The Civic Innovation Challenge is an opportunity to make civic research more actionable, as partnerships between the academic and local community are at the center of these projects.

“We are proud to see how investments like the Civic Innovation Challenge awards are igniting a powerful synergy between civic leaders and universities to develop community-driven solutions that forge resilient and equitable futures,” said Margaret Martonosi, NSF assistant director for Computer and Information Science and Engineering. “These $19 million awards represent a commitment to fostering innovation that is effective for American communities and creates opportunities everywhere. We are excited to see how these pioneering pilot programs produce scalable, sustainable, and transferable solutions that empower communities to thrive.”

ABOUT CIVIC

The Civic Innovation Challenge is organized in two stages. In the first stage, teams utilized planning grants of up to $50,000 per team over a period of six months. These teams then refined their projects and competed for the second stage grants of up to $1 million per team over a period of 12 months. These second-stage awards will support ready-to-implement research-based pilot projects and have been offered to a cohort of awardees in each track.

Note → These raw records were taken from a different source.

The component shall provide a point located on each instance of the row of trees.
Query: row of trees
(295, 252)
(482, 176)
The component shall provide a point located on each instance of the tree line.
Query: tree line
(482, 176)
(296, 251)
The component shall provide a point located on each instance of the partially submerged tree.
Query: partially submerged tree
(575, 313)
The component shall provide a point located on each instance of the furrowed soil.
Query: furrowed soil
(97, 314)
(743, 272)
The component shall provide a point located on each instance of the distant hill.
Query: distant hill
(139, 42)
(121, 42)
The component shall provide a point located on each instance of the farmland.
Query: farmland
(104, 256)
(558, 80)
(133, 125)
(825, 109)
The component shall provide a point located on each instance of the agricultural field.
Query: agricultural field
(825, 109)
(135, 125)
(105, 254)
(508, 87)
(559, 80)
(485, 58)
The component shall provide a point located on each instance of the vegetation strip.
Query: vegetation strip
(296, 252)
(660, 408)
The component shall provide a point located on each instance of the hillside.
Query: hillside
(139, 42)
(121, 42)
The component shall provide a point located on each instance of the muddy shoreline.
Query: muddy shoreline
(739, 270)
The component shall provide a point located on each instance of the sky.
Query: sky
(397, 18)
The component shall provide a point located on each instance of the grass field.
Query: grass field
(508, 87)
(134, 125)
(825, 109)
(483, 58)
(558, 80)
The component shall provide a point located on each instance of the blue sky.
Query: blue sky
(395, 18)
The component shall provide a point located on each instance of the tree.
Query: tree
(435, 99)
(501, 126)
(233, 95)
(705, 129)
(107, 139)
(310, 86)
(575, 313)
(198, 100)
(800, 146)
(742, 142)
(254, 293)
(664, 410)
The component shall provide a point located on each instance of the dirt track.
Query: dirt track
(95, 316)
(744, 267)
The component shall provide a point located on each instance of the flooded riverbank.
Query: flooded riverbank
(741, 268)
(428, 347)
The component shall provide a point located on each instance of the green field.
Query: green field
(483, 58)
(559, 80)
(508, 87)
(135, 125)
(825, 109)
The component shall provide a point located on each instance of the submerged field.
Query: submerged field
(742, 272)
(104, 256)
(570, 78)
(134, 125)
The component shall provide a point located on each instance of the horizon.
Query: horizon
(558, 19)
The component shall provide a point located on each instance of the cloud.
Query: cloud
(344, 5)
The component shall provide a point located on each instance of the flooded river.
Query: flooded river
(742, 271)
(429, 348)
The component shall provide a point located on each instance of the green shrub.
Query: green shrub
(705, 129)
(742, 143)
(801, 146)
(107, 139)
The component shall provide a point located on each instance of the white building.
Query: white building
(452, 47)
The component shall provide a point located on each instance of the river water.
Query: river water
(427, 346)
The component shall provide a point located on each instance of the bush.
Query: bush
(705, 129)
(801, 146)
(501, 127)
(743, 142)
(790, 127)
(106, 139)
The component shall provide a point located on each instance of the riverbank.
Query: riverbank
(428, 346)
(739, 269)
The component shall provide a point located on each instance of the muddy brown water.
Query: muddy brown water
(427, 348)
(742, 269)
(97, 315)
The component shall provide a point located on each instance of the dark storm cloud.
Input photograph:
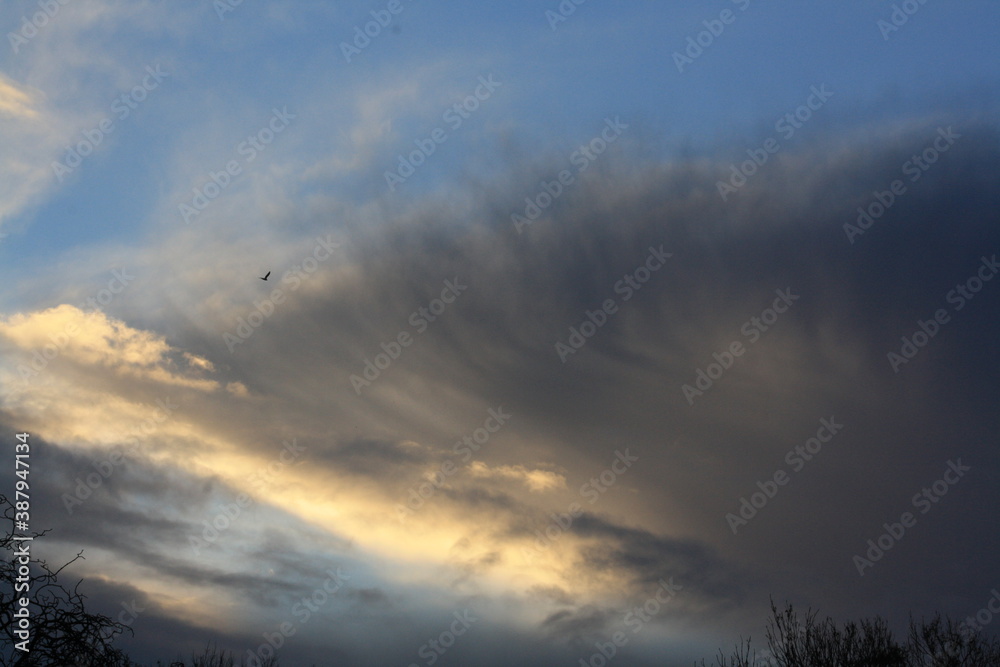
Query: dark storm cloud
(824, 358)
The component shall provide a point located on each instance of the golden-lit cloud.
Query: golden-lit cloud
(94, 339)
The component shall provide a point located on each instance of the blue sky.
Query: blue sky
(352, 259)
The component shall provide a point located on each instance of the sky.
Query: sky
(588, 329)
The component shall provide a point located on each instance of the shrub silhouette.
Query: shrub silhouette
(807, 642)
(62, 631)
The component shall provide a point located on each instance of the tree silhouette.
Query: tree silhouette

Only awardees of Stage 1 were eligible to submit proposals for Stage 2.

ABOUT BAYLOR UNIVERSITY

Baylor University is a private Christian University and a nationally ranked Research 1 institution. The University provides a vibrant campus community for more than 20,000 students by blending interdisciplinary research with an international reputation for educational excellence and a faculty commitment to teaching and scholarship. Chartered in 1845 by the Republic of Texas through the efforts of Baptist pioneers, Baylor is the oldest continually operating University in Texas. Located in Waco, Baylor welcomes students from all 50 states and more than 100 countries to study a broad range of degrees among its 12 nationally recognized academic divisions.